3.6 years ago by
Correct me if I am wrong, this package takes into account all the genes expressed between your conditions and outlines the most enriched-significant pathway due to the most variable genes between your conditions. It is based on a regression model and by and large it takes in to account Differential Rank Conservation (DIRAC) and tries to build the pathway on those genes. If you find pathway hit for those genes, ideally these genes are enriched in your dataset and significantly changing when compared to all the genes in that pathway. So it is significantly showing the pathway. This should be also indicating that the genes that are involved in that pathway from your samples are differentially expressed. I would prefer to see the direction of this genes in order to understand which condition has it up-regulated. Just extract the genes of the pathway, map them with your expression matrix to see which are these in your samples. Make a heatmap of them and you will get the idea in which conditions they are up or down regulated. Pretty sure ERBB2 will also come out of it.

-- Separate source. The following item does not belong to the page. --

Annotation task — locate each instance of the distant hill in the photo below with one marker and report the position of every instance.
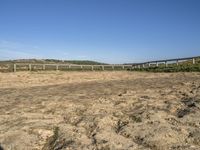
(53, 61)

Alternatively do a differentially expression analysis , if its a microarray, I would here go for limma or even for that matter RankProd since the GSREG is based upon differential ranking. Overlap your DE genes with the genes of the pathway and plot the fold-changes for the ones that are matching. A simple barplot of them will show how these genes are behaving across both conditions. ERBB2 signalling pathway should be the one you target (so overlap all genes from that pathway with your DEGs) and plot that are common with fold changes between your conditions. I hope I made myself clear.